15 de novembro de 2010


O Visitante

Este filme, do diretor Thomas MacCarthy, foi feito em 2007 (EUA) e estreou no Brasil em 2009. Aqui foi mantido o mesmo título do original em inglês – The Visitor. A temática alude claramente ao clima pós 11 de setembro, opondo a forte presença de imigrantes nos EUA a um certo espectro de identidade americana já ultrapassada. O título é uma alusão ao protagonista, um professor universitário de 60 anos, Walter Vale (Richard Jenkins, em atuação memorável), que leciona em Connecticut e é um estranho no ambiente em que trabalha. Não tem interesse pelos seus colegas de departamento, nem pelos alunos, menos ainda pelo programa da disciplina que leciona há mais de 20 anos. Sua única manifestação de envolvimento pessoal é o esforço em aprender a tocar piano, habilidade da mulher falecida já há anos. Mas mesmo isso é um exercício de frustração, ele não aprende, não tem vocação, os professores de música são detestáveis.

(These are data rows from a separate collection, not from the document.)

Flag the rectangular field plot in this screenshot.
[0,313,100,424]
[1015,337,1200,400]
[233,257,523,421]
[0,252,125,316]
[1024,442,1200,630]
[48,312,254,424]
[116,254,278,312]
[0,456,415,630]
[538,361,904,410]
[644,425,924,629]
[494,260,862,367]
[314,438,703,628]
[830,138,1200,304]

No meio desse limbo – que não deixa de ser a dicção de certo modo de o ambiente acadêmico acontecer – Valter recebe uma incumbência: ir a um Congresso em Nova York para apresentar um trabalho que fez em co-autoria com uma colega de departamento. Valter na verdade não é autor de nada, apenas “emprestou” o nome para uma colega em começo de carreira, a moça está grávida, não pode viajar e Valter é “convocado” pela Universidade para apresentar o artigo. Ele não quer ir, mas se esforça e vai, na mesma cadência do tédio e marasmo de todas as suas horas. Sua condição de “visitante” concretiza-se na relação com a cidade de Nova York.
Ao chegar ao apartamento que mantém vazio em Nova York, Valter se depara com um casal de jovens imigrantes alojados ali: um sírio, Tarek (Haaz Sleiman) , e a namorada Zainab (Danai Gurfira), senegalesa. O casal percebe que alugara o apartamento de algum golpista local que se aproveitou do fato de Valter nunca vir à cidade. Concordam em deixar o apartamento, mas no último momento Valter se comove e os deixa ficar.
O contato entre os três, apesar das desconfianças mútuas, vai se estreitando. Valter começa a aprender a tocar tambor africano com Tarek. Este último é um fenômeno de graça e carisma, de que a música faz parte.É muito interessante como o filme contrapõe o clima insosso e impessoal do congresso ao contato humano e intenso que Valter passa a ter com Tarek e com a cidade de Nova York. Ambos tocam tambor no Central Park, em uma cena belíssima, da qual participam várias nacionalidades, tornando o centro do parque uma festa multiétnica.
No curto período da estada de Valter na cidade, Tarek é detido por um pequeno mal entendido no metrô – sempre o metrô – e sua condição de imigrante ilegal vem à tona. A partir daí, Valter passa a buscar meios de libertar o amigo.Nesta ponta da história chega à cidade a mãe de Tarek, uma imigrante síria que vive em Michigan e estranha a falta dos telefonemas diários do filho. É uma mulher bonita, de uma suavidade encantadora. Neste ponto do filme, a vida de Valter tem muito mais sentido entre essas pessoas que ele conheceu há pouco mais de 10 dias do que em Connecticut, com as aulas e a casa vazia. Na relação com Moluna (Hiam Abbas), a mãe de Tarek, vemos um Valter diferente, interessado na cidade, nos passeios que Zainab propõe de forma a Moluna conhecer a cidade como Tarek a conhecia.
Tarek acaba sendo deportado e sua mãe também retorna à Síria para ficar próxima do filho. O afeto que vinha se manifestando entre o casal Valter e Moluna é suspenso pelo imperativo da separação: a cena da despedida no aeroporto é antológica, de uma elegância rara no cinema americano.
A cidade de Nova York aparece de uma forma original neste filme. O passeio pelo rio Hudson, a vista da estátua da Liberdade, as estações do metrô, mesmo o vazio das torres gêmeas, tudo é mostrado como que pelos olhos de quem não é da cidade: Tarek, Zainab, mas também Valter, que havia morado ali há alguns anos, mas nunca tinha efetivamente “visto” esta Nova York.
A cidade que as personagens compartilham é outra, é a cidade que o encontro entre elas faz existir. Nesse sentido, vemos nesse filme a cidade cosmopolita que dizem ser Nova York, na qual podemos circular sem que a noção de sermos “de fora” nos alheie ou expulse.